Şehrazad lokantası, tam da adına yakışır, doğu masallarında anlatılanlar gibi şatafatlı, merdivenlerden itibaren ahşap yapıları nakış nakış işlemeli, gravürlerle resimlenmiş duvarları ile saray ortamını andırıyordu. Yemekte, naneli ayran, Cola ya da alkolsüz bira eşliğinde, isteyene balık, isteyene tavuk ya da et tercihiyle, damak tadımıza hiç yabancı olmayan leziz yemekler, salatalar, turşular ve elbette safranlı bademli pilavla çok güzel doyduk. Otele dönerken rehberimiz, sürprizle bir halıcı dükkânına götürdü, gece alışverişi sanırım yasaktı ama bizim gün içinde vakit kaybımızı önlemesi açısından çok isabetli oldu. İranın her yöresinden derlenmiş halıların, kilimlerin güzelliği anlatılır gibi değil, bazı ipek halıların tersi yüzü neresi zor anlaşılmıyor, kumaş gibi, hani elbise dikilse olur öylesi ince ve dökümlü. Güzin’le ben, alıcı niyetimiz olmadığından sadece keyifle seyrettik, 4-5 kişi sıkı pazarlıkla oldukça indirerek alışveriş yaptılar.

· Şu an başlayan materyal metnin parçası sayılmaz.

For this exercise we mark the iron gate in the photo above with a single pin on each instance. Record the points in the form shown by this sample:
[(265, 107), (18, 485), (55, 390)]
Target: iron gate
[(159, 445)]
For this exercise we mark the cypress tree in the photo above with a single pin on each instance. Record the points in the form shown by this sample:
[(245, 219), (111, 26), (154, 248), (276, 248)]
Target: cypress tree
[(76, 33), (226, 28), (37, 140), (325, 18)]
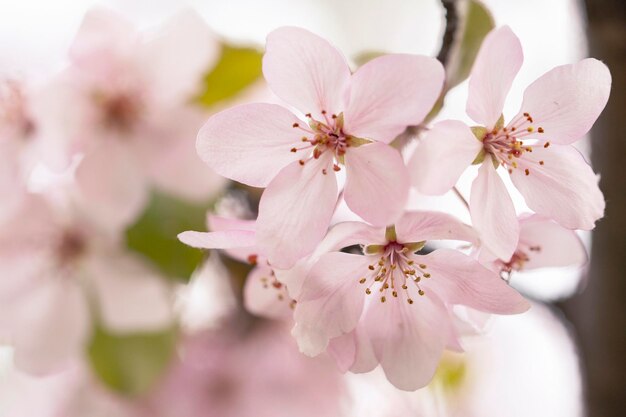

Şehrazat Restoran ve merdivenleri
İsfahan halıları- İpek halı mı elbiselik kumaş mı

Otel dönüşünde köprünün bir de gece görünümünün fotoğraflarını çektik. Saat gecenin 10 u gibiydi ve genç kızların kendi başlarına ya da ikişerli hala sokakta oluşlarına çok şaşırdık. Gördüğüm kadarıyla, doğrusu İran’da kadınlar özgürlükleri konusunda epeyce yol almışlar, katı rejim kuralları bir hayli yumuşamış, bir tek yarım yamalak kullandıkları başörtüleri kalmış.

The Siosepol köprüsü gece manzarası - Gece vakti iki genç kız

Dördüncü gün, İsfahan şehir turunda gördüklerimiz, gelecek yazıda. Şimdilik, sevgiyle ve hoşça kalın.












 Yazılan Yorumlar...
Setenay Süzer
(16 Ocak 2015)
Güzel yorumlarınız için çok teşekkür ederim,İranı hararetle tavsiye ediyorum,yazının devamı için bir hayli tembellik ettim umarım bu hafta sonu İsfahanı tamamlar gönderirim.Ay sonunda Doğu ekspresi ile Kars yolculuğumuz var, hava durumu pek iç açıcı görünmüyor,meteoroloji yanılsın ümidindeyim.Sevgiyle kalın
fatma Dursun
(28  Aralık 2014)
Setenay Hanım harikasınız. Artık dördüncü yazınızı bekliyorum.
Şükran Şahin
(24  Aralık 2014)
Setenay hanım ne güzel bir gezi olmuş. İmrendim doğrusu. İran köklü kültürüyle beni hep çeker. İran filmlerini çok severim.İsfanın zarif genç kızları gerçekten zevkli giysiler içinde. Bizimkilerde öğrense onlardan zevkli giyinmeyi!!! Tebrikler, teşekkürler.
Erdin İVGİN
(21 Kasım 2014)
Setenay Hanım, İran yazınızın üçüncüsünü keyifle okudum şimdi dördüncü yazınızı merakla bekliyorum. Yazınızı okudukça ve fotoğraflarınıza baktıkça İranı aslında hiç tanımadığımı ve bildiklerimin de yanlış olduğunu anlıyorum. Kesinlikle görülmesi gereken bir ülke İran.
Bu güzel yazınız ve fotoğraflarınız için teşekkürler.